Aluna presta atenção na aula.
Foto: Fábio Caffé (SGCOM/UFRJ)

A segunda reportagem que o Conexão UFRJ publicou sobre a Lei 10.639/03 abordou também as diferenças em relação ao cumprimento da Lei em instituições privadas. Sem fiscalização, elas tratam sobre a temática racial em seus currículos da maneira que desejam. Há as que discutem o tema com a profundidade que ele merece e há as que se limitam apenas ao campo do folclore e da caricatura. 

Clarissa enxerga os sistemas de ensino como uma possibilidade de efetivação da Lei. Eles são modelos educacionais que a instituição adota e podem incluir materiais didáticos, ferramentas digitais e formação continuada para os profissionais da escola. Assim, a responsabilidade do cumprimento da Lei deixaria de ser algo exclusivo da vontade de alguns professores, em sua maioria negros. A pesquisadora também destacou as diferenças existentes entre as escolas particulares no Brasil. Segundo ela, as instituições particulares podem não ser apenas locais de privilégios, mas sim de ausências do poder público: “Vemos um hiato muito grande entre classes sociais nas escolas particulares. Muitas vezes, as escolas particulares estão em lugares onde as públicas não chegaram, então o privado acaba também se apropriando desses nichos para poder se instalar. São aquelas famílias que fazem um sacrifício para pagar, porque é o que tem ali no seu bairro, na sua cidade. Então, escola particular não necessariamente é um lugar de glamour, de status social; às vezes, é a única opção para quem tem filhos”, explica. 

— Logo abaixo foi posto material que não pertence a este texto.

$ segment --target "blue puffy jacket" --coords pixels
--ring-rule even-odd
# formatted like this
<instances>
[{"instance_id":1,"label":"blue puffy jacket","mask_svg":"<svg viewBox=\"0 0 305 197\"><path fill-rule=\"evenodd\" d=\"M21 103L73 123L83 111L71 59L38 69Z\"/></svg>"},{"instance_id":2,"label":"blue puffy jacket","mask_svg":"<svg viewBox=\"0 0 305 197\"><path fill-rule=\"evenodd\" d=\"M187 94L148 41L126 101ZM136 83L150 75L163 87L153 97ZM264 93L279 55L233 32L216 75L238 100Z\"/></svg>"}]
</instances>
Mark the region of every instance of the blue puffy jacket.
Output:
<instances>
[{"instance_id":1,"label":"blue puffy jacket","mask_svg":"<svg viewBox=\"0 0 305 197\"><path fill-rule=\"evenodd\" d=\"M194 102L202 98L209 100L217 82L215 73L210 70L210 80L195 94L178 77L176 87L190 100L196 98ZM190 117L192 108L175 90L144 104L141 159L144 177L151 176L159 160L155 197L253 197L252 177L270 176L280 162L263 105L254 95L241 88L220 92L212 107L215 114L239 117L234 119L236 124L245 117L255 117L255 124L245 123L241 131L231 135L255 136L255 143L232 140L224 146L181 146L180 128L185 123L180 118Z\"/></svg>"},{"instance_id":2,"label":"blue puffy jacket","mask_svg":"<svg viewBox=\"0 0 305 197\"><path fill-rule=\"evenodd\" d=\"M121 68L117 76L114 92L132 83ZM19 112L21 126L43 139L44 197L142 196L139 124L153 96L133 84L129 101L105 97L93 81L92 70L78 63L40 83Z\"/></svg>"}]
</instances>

A formação continuada de professores é um dos grandes obstáculos para o cumprimento da Lei. Os educadores precisam oferecer o conhecimento sobre história afro-brasileira e indígena para seus alunos, sem que, muitas vezes, eles mesmos tenham tido acesso a essas informações. Muitos cursos de graduação, inclusive os de licenciatura, não oferecem disciplinas que orientem os futuros profissionais para esse caminho. 

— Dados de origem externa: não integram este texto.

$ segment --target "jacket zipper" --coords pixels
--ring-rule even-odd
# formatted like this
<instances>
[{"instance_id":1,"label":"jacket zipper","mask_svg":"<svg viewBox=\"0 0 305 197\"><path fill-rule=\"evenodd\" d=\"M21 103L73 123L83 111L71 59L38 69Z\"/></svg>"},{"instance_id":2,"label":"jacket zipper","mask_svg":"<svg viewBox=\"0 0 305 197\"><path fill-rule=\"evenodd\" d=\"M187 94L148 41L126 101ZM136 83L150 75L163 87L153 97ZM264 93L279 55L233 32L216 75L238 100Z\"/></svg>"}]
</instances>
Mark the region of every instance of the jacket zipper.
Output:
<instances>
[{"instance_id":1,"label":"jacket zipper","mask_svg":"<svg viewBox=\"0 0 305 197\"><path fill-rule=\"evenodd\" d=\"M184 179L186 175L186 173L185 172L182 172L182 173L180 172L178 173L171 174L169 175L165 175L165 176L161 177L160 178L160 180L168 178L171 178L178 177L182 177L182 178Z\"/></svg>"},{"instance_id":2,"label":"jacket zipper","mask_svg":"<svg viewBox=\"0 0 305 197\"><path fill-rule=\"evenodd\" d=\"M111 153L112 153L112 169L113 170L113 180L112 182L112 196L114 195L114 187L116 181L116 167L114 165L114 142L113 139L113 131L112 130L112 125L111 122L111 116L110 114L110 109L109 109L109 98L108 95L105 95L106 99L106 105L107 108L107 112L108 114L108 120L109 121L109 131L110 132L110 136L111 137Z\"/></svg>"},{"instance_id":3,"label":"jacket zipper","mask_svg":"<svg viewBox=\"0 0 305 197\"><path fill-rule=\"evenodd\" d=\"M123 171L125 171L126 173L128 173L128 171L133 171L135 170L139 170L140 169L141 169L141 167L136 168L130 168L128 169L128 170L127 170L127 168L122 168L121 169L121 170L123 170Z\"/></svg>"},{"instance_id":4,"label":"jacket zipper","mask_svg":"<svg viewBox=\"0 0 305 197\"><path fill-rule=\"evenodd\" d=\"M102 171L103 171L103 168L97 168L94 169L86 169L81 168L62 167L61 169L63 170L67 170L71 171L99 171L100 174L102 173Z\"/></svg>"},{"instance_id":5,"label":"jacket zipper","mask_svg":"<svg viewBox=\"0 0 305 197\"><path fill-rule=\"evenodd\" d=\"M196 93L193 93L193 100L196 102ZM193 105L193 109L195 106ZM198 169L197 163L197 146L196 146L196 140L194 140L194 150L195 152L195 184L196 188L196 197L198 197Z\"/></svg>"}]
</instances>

Em visita à UFRJ, a ministra da Igualdade Racial, Anielle Franco, afirmou que um dos principais gargalos para a implementação da Lei 10.639 é a formação dos professores. Segundo ela, o Ministério está fazendo um levantamento para saber onde a Lei está sendo aplicada e onde não está. A partir disso, os dados poderão ser inseridos no Plano Nacional de Ações Afirmativas para que a aplicação seja feita em conjunto com o Ministério da Educação (MEC) nas escolas.